I recently read an online story about a Syrian refugee who cooks and serves free plates of food to Berlin’s homeless as a way of thanking the German people for their generosity. Earlier this year, I read tweets supporting black victims of police gun violence in the US. I read about people across Europe opening their homes to refugees. I followed online debates about white privilege, education, corruption, media slants, racism, ubuntu and leadership in South Africa. I started following a Liberian doctor on Twitter who provides a compassionate and hopeful picture of Ebola in that country.

I joined an online argument with Trump supporters who are determined to “make America white again”.

Over the past week, I’ve been following British astronaut Tim Peake’s tweets as he embarks on a six-month stay at the International Space Station. His excitement is infectious: video footage shows him grinning like a boy finally fulfilling a childhood dream.
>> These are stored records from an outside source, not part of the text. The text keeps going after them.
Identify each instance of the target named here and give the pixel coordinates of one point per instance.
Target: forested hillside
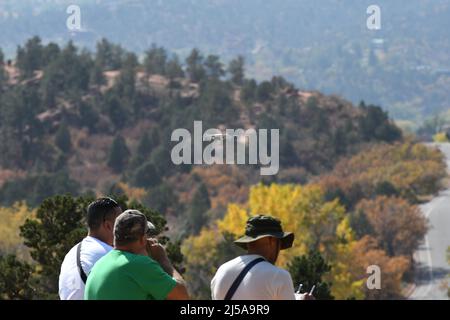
(94, 123)
(404, 66)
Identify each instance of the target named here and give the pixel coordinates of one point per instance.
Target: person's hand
(304, 296)
(156, 250)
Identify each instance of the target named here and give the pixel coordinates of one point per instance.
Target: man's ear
(109, 225)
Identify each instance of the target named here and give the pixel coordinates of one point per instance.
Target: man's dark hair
(99, 211)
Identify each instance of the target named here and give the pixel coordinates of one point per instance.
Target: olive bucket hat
(265, 226)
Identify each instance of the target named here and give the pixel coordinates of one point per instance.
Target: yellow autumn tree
(12, 218)
(317, 224)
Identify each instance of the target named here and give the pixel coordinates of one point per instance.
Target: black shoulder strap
(80, 268)
(241, 276)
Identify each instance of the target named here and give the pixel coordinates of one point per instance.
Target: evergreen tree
(194, 63)
(236, 70)
(118, 154)
(108, 55)
(213, 66)
(155, 60)
(15, 279)
(197, 215)
(30, 57)
(96, 76)
(146, 176)
(63, 139)
(248, 92)
(174, 68)
(309, 270)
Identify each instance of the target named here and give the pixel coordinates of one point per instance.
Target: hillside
(86, 124)
(79, 122)
(404, 67)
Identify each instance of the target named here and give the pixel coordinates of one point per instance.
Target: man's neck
(132, 250)
(98, 237)
(256, 252)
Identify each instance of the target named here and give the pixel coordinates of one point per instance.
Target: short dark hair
(129, 227)
(100, 210)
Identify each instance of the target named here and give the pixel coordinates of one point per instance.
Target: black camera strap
(80, 268)
(241, 276)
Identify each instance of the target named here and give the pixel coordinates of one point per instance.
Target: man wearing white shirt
(254, 276)
(78, 262)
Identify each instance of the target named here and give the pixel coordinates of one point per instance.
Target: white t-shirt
(71, 287)
(263, 282)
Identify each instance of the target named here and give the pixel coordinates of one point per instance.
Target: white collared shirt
(71, 287)
(263, 282)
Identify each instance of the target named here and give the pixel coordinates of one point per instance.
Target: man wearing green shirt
(137, 268)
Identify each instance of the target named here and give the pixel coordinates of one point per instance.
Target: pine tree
(197, 216)
(194, 63)
(63, 139)
(309, 270)
(155, 61)
(146, 176)
(118, 154)
(213, 66)
(15, 279)
(236, 69)
(174, 68)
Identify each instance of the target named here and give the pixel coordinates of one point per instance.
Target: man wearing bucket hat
(254, 276)
(137, 268)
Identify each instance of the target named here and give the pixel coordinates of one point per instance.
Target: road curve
(431, 260)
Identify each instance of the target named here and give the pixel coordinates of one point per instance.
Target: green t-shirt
(121, 275)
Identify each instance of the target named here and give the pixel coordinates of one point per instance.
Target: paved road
(433, 268)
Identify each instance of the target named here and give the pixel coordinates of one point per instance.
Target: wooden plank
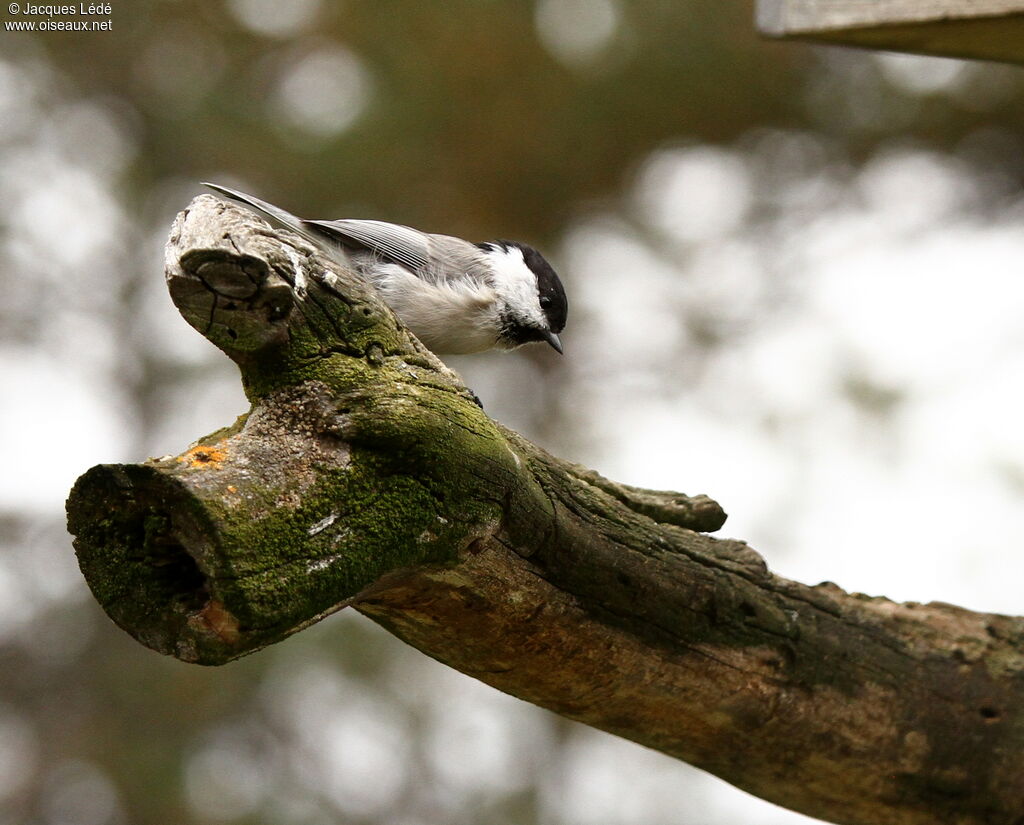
(981, 29)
But it is his photographs of Earth that are so poignant and breathtaking. From 400km away, our planet is silent, often swirled in cloud – a peaceful and perfect orb; a thing of dreams.

And even though we have maimed it, plundered it and filled it with greed, hatred and ignorance, it is still achingly beautiful, patiently turning on its axis, holding us on its surface.

As we head into another year, these images are the ultimate spirit level: a humbling reminder that in all of our complexity and our relative insignificance, we might just be worth fighting for.